Philip Glass in Galway

I chose my seat at the Philip Glass concert in Galway very carefully. I like to see the hands of a piano player when I’m listening to them. It can fill in the dry stretches in a concert, if there are any.

A gentleman arrived with his date and asked me would I mind moving, so they could have two seats together – there were only two separate seats left, one of which was beside me. I had to explain that I couldn’t move, that I had chosen the seat for a particular purpose. He understood, was intrigued even, sat beside me, and began to talk piano. She sat elsewhere, slightly dismayed.

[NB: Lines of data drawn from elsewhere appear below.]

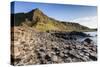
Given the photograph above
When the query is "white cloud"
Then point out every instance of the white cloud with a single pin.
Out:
(90, 21)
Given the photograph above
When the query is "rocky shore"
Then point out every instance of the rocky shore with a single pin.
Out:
(29, 46)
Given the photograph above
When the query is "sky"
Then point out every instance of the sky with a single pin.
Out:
(85, 15)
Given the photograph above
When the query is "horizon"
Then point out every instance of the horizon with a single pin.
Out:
(84, 15)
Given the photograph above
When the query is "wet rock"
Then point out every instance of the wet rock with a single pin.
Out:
(88, 40)
(93, 56)
(54, 58)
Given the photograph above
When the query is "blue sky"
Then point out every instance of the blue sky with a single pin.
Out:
(63, 12)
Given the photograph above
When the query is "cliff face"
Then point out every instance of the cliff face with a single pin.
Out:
(32, 47)
(37, 19)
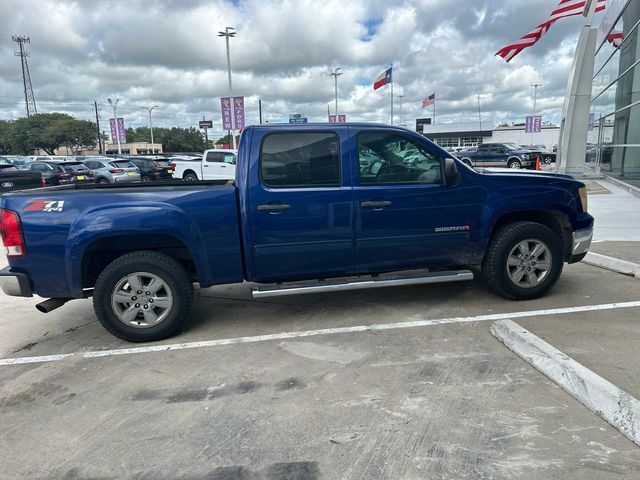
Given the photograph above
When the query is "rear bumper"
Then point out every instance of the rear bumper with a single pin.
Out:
(581, 241)
(15, 284)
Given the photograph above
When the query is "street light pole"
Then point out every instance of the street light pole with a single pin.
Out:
(335, 74)
(115, 120)
(228, 33)
(150, 109)
(535, 97)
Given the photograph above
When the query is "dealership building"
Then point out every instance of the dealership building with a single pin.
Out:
(452, 135)
(615, 96)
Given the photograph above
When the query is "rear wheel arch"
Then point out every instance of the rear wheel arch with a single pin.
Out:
(189, 175)
(101, 252)
(557, 221)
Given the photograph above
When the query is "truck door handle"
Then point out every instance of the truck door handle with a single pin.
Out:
(375, 204)
(273, 207)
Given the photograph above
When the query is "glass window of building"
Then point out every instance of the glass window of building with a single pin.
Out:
(614, 136)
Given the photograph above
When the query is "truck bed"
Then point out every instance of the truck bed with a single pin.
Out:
(70, 231)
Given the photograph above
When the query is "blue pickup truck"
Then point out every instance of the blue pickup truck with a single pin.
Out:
(313, 208)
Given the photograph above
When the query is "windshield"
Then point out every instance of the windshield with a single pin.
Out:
(122, 164)
(512, 146)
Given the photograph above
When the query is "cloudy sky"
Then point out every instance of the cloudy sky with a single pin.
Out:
(167, 53)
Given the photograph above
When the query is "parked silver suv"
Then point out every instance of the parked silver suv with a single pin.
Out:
(106, 170)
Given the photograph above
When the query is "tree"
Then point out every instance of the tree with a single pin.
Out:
(50, 131)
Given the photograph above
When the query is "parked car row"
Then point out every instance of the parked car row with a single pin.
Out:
(62, 170)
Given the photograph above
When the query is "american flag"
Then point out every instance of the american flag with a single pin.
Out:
(429, 100)
(566, 8)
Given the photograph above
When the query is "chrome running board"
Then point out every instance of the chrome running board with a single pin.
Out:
(358, 284)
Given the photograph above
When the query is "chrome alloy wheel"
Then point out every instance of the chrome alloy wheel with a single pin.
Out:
(141, 300)
(529, 263)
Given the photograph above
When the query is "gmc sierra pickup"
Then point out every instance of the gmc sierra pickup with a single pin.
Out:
(313, 208)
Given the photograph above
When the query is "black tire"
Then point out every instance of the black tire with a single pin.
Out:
(514, 163)
(494, 265)
(169, 271)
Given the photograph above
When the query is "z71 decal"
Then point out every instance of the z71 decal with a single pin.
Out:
(44, 206)
(457, 228)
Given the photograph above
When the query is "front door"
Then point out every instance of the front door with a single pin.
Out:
(406, 216)
(300, 205)
(219, 166)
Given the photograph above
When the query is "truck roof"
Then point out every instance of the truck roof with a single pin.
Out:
(329, 125)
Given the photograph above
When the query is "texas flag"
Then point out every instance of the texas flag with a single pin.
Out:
(383, 79)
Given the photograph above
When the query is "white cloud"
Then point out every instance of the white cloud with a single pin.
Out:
(167, 53)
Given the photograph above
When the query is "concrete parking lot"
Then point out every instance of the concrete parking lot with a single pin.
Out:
(426, 393)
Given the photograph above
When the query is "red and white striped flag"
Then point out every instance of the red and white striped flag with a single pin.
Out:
(566, 8)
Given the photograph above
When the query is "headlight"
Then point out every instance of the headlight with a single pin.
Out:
(583, 198)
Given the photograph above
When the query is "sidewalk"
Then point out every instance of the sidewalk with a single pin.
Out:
(617, 214)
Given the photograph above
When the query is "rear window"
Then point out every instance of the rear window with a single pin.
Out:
(73, 167)
(122, 164)
(300, 159)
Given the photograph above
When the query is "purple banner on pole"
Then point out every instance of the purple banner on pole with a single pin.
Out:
(528, 124)
(225, 105)
(117, 130)
(114, 131)
(238, 110)
(537, 124)
(121, 131)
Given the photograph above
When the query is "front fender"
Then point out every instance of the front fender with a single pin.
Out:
(141, 218)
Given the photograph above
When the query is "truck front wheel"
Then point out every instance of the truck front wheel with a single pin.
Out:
(523, 260)
(143, 296)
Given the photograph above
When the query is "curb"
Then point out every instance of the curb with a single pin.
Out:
(614, 264)
(612, 404)
(625, 186)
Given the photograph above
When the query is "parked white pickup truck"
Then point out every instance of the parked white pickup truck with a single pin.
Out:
(214, 165)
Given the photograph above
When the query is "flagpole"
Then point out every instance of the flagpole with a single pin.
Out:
(392, 94)
(434, 107)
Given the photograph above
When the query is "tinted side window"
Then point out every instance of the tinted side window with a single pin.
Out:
(300, 159)
(386, 158)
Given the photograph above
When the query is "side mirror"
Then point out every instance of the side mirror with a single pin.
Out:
(451, 174)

Having ruined their date, I was glad I didn’t ruin his enjoyment. Emphatic in his applause throughout, his hands raised above his head after each performance, I began to realize he was one of my favourite type of people in the world: a good listener.
By ‘good listener’, I don’t mean that he was terribly knowledgeable about the music, or even that discerning, but rather he was the type of listener who loves the act of performance regardless, who is amazed by what musicians do, who seems to simply trust them. Whatever they come up with, he will respect, he will encourage, he will praise, he will try and understand, he will often think it’s beyond him because he doesn’t play himself, but that’s OK, because he feels that that connection between audience and musician is, well, that’s living.
Because such listeners do not coolly criticize and pick holes in a performance, they are often dismissed as naive, not taken seriously, but I don’t know what we would do without them. Whether they are giving the most modest of events a sense of occasion, or making informal musical performance happen by providing a welcoming environment for musicians or singers, or drawing other less willing listeners in with their enthusiasm, they are often the oil of our musical life.
In all the conversations I had after the Philip Glass concert, all with musicians and singers, the droll musical dissection of the event was unavoidable. With an artist so celebrated, so successful, and yet who raises many questions, that is inevitable. But, now and then, to leave a concert with that listener and just say, ‘Wow, wasn’t that great!’, and leave it at that, I could live with that too.